# **RAG**

**Imports**

In [1]:
import os
import dotenv
dotenv.load_dotenv(".env")

from opentelemetry import trace
tracer = trace.get_tracer(__name__)

In [None]:
from azure.ai.projects import AIProjectClient
from azure.ai.projects.models import ConnectionType
from azure.identity import DefaultAzureCredential
from azure.core.credentials import AzureKeyCredential
from azure.search.documents import SearchClient

# create a project client using environment variables loaded from the .env file
project = AIProjectClient.from_connection_string(
    conn_str=os.environ["PROJECT_CONNECTION_STRING"], credential=DefaultAzureCredential()
)

# create a vector embeddings client that will be used to generate vector embeddings
chat = project.inference.get_chat_completions_client()
embeddings = project.inference.get_embeddings_client()
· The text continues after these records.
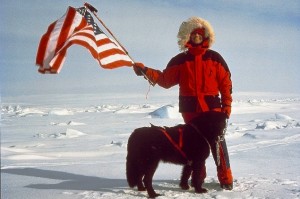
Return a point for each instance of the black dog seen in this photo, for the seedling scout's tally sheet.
(183, 144)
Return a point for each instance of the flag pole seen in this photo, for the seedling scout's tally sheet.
(94, 11)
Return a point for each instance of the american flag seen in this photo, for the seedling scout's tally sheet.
(77, 26)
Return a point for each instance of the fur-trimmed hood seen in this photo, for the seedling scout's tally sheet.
(191, 24)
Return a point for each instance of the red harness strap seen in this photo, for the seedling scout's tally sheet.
(179, 145)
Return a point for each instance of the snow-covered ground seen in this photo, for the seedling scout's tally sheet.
(74, 146)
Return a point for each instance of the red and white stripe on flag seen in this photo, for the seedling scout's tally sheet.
(74, 28)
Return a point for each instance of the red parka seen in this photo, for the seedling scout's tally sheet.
(202, 76)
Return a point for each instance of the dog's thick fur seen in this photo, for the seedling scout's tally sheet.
(147, 146)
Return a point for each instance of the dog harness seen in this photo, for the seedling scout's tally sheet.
(176, 146)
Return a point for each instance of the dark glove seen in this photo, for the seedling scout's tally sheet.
(139, 68)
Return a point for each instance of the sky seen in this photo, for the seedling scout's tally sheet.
(259, 40)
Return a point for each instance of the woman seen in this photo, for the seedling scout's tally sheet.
(204, 83)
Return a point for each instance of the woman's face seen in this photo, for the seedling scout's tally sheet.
(197, 36)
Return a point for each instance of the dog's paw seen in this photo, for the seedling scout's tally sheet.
(154, 195)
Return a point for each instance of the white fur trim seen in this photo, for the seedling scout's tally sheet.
(191, 24)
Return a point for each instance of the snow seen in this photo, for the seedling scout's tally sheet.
(74, 146)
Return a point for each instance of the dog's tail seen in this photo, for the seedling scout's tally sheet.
(132, 167)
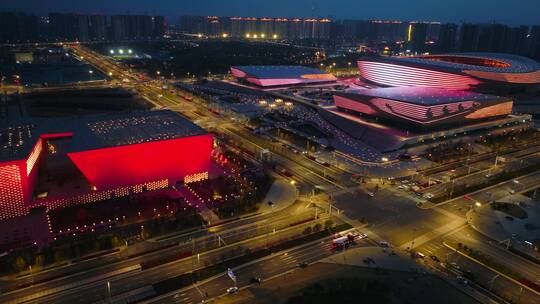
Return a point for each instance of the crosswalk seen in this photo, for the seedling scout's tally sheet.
(431, 248)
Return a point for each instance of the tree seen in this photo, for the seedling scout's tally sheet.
(20, 263)
(39, 260)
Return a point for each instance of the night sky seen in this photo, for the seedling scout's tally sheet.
(504, 11)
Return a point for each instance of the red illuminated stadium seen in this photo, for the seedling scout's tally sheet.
(483, 71)
(115, 155)
(422, 107)
(273, 76)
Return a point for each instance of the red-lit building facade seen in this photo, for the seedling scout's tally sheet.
(117, 155)
(423, 108)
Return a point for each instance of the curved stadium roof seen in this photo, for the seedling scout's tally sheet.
(486, 62)
(278, 71)
(424, 95)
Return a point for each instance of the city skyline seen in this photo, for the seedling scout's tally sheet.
(481, 11)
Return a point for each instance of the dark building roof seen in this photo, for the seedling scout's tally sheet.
(97, 131)
(424, 95)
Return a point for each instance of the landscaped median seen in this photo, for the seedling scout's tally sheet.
(488, 263)
(500, 178)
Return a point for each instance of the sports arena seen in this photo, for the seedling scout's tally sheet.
(422, 107)
(278, 75)
(487, 72)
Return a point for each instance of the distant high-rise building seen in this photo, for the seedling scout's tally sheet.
(416, 36)
(469, 37)
(136, 27)
(447, 37)
(98, 27)
(19, 27)
(69, 27)
(533, 39)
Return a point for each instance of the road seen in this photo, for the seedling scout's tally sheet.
(277, 265)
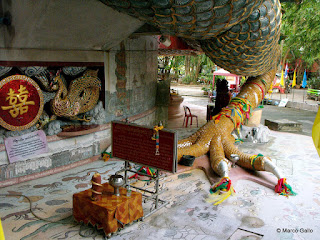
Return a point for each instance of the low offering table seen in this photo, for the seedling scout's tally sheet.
(111, 212)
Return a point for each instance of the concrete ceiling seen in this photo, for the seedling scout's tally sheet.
(64, 25)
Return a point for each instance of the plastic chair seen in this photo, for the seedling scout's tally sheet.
(187, 115)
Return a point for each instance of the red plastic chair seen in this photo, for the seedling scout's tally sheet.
(187, 115)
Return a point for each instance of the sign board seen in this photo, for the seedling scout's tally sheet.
(133, 143)
(26, 146)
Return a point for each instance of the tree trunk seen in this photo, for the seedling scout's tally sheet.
(187, 65)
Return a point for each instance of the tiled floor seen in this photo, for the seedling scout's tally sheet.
(254, 208)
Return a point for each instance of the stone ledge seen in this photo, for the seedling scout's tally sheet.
(283, 125)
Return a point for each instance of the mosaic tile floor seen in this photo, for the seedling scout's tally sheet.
(187, 216)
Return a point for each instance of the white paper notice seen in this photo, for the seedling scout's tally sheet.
(26, 146)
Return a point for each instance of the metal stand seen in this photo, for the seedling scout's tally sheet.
(148, 195)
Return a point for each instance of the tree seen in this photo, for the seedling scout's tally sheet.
(301, 31)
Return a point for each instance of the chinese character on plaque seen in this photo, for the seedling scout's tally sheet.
(21, 102)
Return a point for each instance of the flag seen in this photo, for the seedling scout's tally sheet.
(304, 81)
(286, 71)
(294, 81)
(1, 232)
(282, 79)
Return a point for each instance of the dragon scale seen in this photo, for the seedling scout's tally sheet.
(240, 36)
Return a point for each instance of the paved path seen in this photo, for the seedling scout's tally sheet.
(193, 97)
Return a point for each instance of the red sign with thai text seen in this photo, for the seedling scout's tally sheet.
(21, 102)
(134, 143)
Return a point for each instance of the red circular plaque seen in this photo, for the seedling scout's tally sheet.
(21, 102)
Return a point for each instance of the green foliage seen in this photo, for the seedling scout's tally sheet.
(189, 79)
(301, 29)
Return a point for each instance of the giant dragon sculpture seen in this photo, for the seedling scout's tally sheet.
(240, 36)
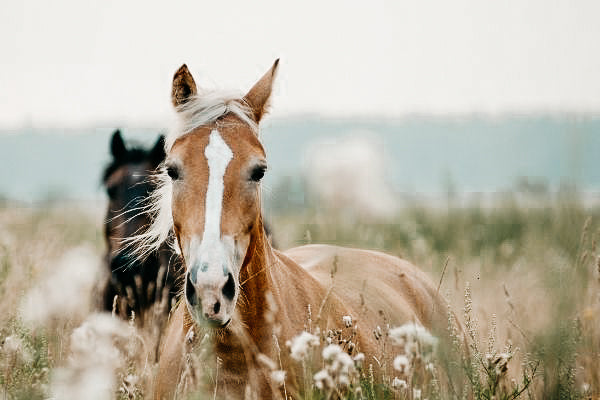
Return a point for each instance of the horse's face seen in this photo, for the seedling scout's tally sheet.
(215, 203)
(127, 185)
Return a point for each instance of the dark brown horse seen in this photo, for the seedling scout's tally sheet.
(135, 285)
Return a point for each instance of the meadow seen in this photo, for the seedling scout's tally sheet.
(521, 277)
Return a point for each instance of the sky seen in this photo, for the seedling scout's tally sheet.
(69, 63)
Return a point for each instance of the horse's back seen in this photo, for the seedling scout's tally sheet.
(374, 282)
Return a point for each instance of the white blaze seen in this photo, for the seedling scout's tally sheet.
(211, 256)
(218, 155)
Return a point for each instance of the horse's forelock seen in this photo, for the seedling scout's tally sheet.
(206, 108)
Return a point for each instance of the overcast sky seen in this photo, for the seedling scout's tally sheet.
(76, 62)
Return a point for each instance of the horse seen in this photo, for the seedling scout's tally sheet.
(240, 294)
(133, 286)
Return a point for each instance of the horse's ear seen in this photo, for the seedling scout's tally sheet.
(258, 97)
(117, 146)
(184, 86)
(157, 154)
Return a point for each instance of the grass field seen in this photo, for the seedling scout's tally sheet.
(523, 281)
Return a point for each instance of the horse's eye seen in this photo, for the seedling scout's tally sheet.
(112, 191)
(258, 173)
(173, 172)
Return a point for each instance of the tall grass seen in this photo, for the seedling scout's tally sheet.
(523, 282)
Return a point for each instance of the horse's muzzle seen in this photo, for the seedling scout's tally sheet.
(210, 304)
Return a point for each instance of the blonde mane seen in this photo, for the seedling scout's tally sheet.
(204, 109)
(207, 108)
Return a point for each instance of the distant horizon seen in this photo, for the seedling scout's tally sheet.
(293, 117)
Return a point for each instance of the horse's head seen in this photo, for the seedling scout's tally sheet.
(215, 164)
(127, 184)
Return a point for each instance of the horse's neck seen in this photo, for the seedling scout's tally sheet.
(255, 278)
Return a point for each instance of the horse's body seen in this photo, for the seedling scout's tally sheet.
(365, 283)
(137, 284)
(239, 290)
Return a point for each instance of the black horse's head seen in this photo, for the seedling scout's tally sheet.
(128, 183)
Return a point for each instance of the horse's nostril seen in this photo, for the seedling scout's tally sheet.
(229, 288)
(190, 292)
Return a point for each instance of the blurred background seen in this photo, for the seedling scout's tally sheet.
(410, 98)
(461, 135)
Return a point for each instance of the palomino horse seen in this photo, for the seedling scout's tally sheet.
(138, 284)
(237, 287)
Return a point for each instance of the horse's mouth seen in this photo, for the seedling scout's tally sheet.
(217, 324)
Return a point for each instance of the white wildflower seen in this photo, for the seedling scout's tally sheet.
(416, 394)
(585, 388)
(399, 383)
(347, 321)
(323, 380)
(14, 349)
(402, 364)
(278, 377)
(331, 351)
(358, 359)
(300, 345)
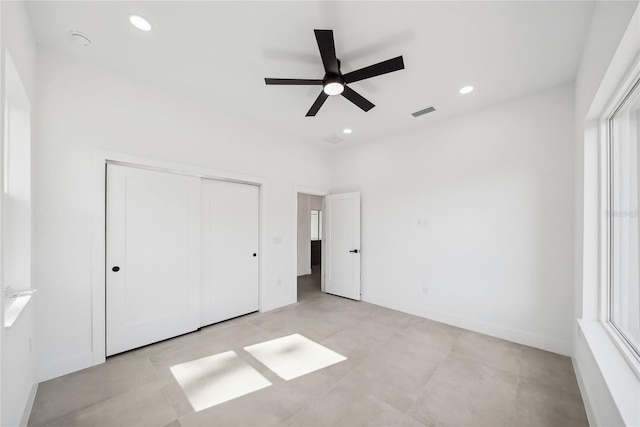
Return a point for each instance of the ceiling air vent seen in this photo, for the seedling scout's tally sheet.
(422, 112)
(333, 139)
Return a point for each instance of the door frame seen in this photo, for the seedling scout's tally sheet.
(100, 161)
(313, 192)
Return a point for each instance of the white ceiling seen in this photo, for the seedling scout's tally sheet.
(221, 52)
# use the project client to get the default search connection
search_connection = project.connections.get_default(
    connection_type=ConnectionType.AZURE_AI_SEARCH, include_credentials=True
)

# Create a search index client using the search connection
# This client will be used to create and delete search indexes
search_client = SearchClient(
    index_name=os.environ["SEARCH_INDEX_NAME"],
    endpoint=search_connection.endpoint_url,
    credential=AzureKeyCredential(key=search_connection.key),
)

### **RETRIEVAL**

**INTENT SYSTEM MESSAGE**

In [None]:
from azure.ai.inference.models import UserMessage, SystemMessage

# Define your INTENT_SYSTEM_PROMPT correctly with escaped braces
INTENT_SYSTEM_PROMPT = """
    # Intent Mapping System

    Your task is to understand the user's query and map it to a search intent.
    
    For example, if a user asks about "attention mechanisms in transformers", 
    create a search query like "attention mechanism transformer architecture neural networks".
    
    Avoid phrases like "I want" or "tell me about". Just provide keywords.
    
    The user's conversation history is:
    {conversation_history}
    
    Return only the search query, nothing else. Use the format: 
    {{"intent": "your search query here"}}
"""

# Then fix your get_intent_system_message function to properly escape the curly braces in the output
def get_intent_system_message(conversation_history):
    return SystemMessage(INTENT_SYSTEM_PROMPT.format(conversation_history=conversation_history)) 

**RETRIEVE DOCUMENTS**

In [5]:
from azure.search.documents.models import VectorizedQuery
import json

@tracer.start_as_current_span(name="get_product_documents")
def get_product_documents(messages: list, top: int=3) -> dict:
    intent_query_response = chat.complete(
        model=os.environ["chatModel"],
        messages=[get_intent_system_message(messages)]
    )

    enhanced_search_query = json.loads(intent_query_response.choices[0].message.content)["intent"]
    
    embedding = embeddings.embed(model=os.environ["embeddingModel"], input=enhanced_search_query)
    search_vector = embedding.data[0].embedding
    vector_query = VectorizedQuery(vector=search_vector, k_nearest_neighbors=50, fields="text_vector")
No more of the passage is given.